Lawyers for the plaintiffs will need to show that organizers of the rally conspired to commit acts of violence ― even if they did not know each other beforehand ― and that the violence was racially motivated. As part of their evidence, lawyers for the plaintiffs say they will show jurors leaked private conversations among the extremists that reveal a lust for violence.

“Evidence is going to show you that many of the defendants were key players in the white nationalist movement,” Dunn said in her opening remarks. “Evidence will show that many of the defendants wanted to build a white ethnostate, a country only for white people, and that it could only occur after a violent race war. The evidence is going to show they wanted to build an army of white nationalists for what they themselves named the ‘battle of Charlottesville.’”

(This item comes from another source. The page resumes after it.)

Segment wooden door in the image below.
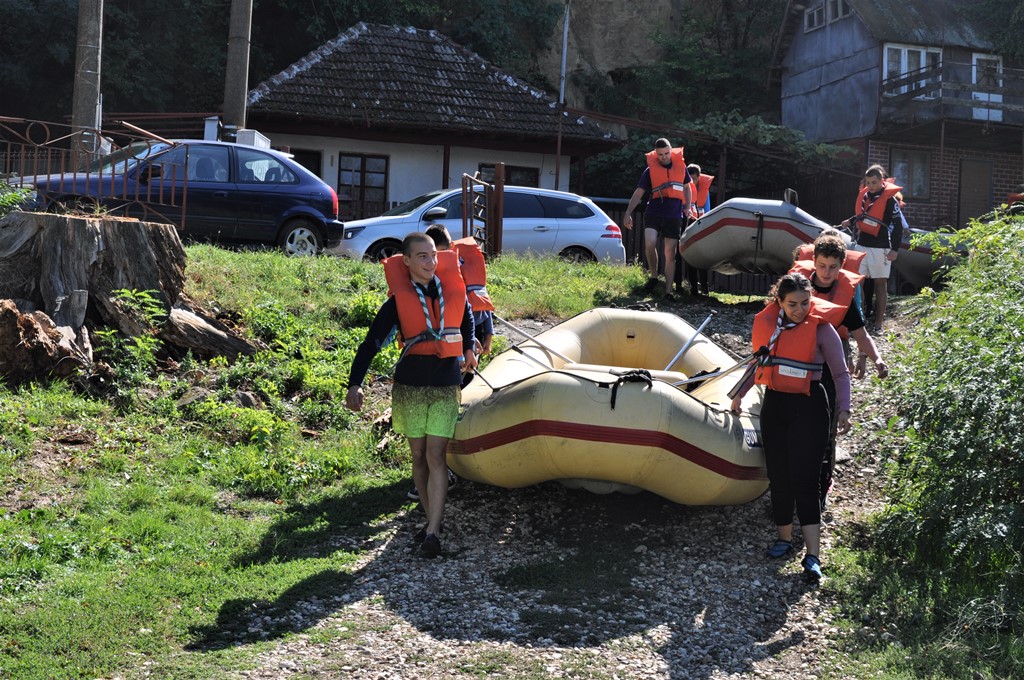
[956,159,992,226]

One leaked text between Kessler and Spencer two months before the rally highlights their plans for violence.

“We’re raising an army my liege,” Kessler texted Spencer. “For free speech, but the cracking of skulls if it comes to it.”

The majority of the planning was done through the chat service Discord, Dunn said. Hundreds of thousands of chats among neo-Nazis and white supremacists were also leaked by the independent media organization Unicorn Riot. Lawyers for the plaintiffs say they have sifted through 5.3 terabytes of online data related to the case.

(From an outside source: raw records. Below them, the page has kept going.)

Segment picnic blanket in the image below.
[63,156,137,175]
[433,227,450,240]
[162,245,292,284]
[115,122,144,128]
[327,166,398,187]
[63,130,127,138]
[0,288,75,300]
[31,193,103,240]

“The defendants never expected their communications to see the light of day, much less be in a courtroom,” Dunn said.

Attorney James Kolenich, who is representing defendants Kessler and Nathan Damigo, argued that his clients aren’t responsible for the conduct of other “Unite the Right” participants, and shifted the blame to anti-fascists.

“[My clients] were planning for the possibility that antifa would attack them, as had happened before,” Kolenich said in his opening statement. “The anti-fascists go wherever the alt-right goes, and they do what they can to physically stop them from expressing their reprehensible ideas, and they are not afraid to use violence to do that.”

In his own opening statement, Spencer tried to distance himself from other white supremacists including Cantwell and Kessler, saying it was Kessler who was the primary organizer, and that he had little interaction with other organizers.

“Christopher Cantwell is also an acquaintance, not a friend,” Spencer told the court. “We ate lunch one time.”

But for all his attempts to distance himself from the day’s violence, slur-filled audio leaked in 2019 and played for the jury on Thursday revealed Spencer’s commitment to racial violence.

“We are coming back here like a hundred fucking times,” Spencer yelled in the leaked audio taken a day after the deadly rally. “I am so mad. I am so fucking mad at these people. They don’t do this to fucking me. We are going to fucking ritualistically humiliate them. I am coming back here every fucking weekend if I have to. Like this is never over. I win, they fucking lose! That’s how the world fucking works.”

Spencer continued: “Little fucking kikes. They get ruled by people like me. My ancestors fucking enslaved those little pieces of fucking shit. I rule the fucking world. Those pieces of fucking shit get ruled by people like me. They look up and see a face like mine looking down at them. That’s how the fucking world works. We are going to destroy this fucking town.”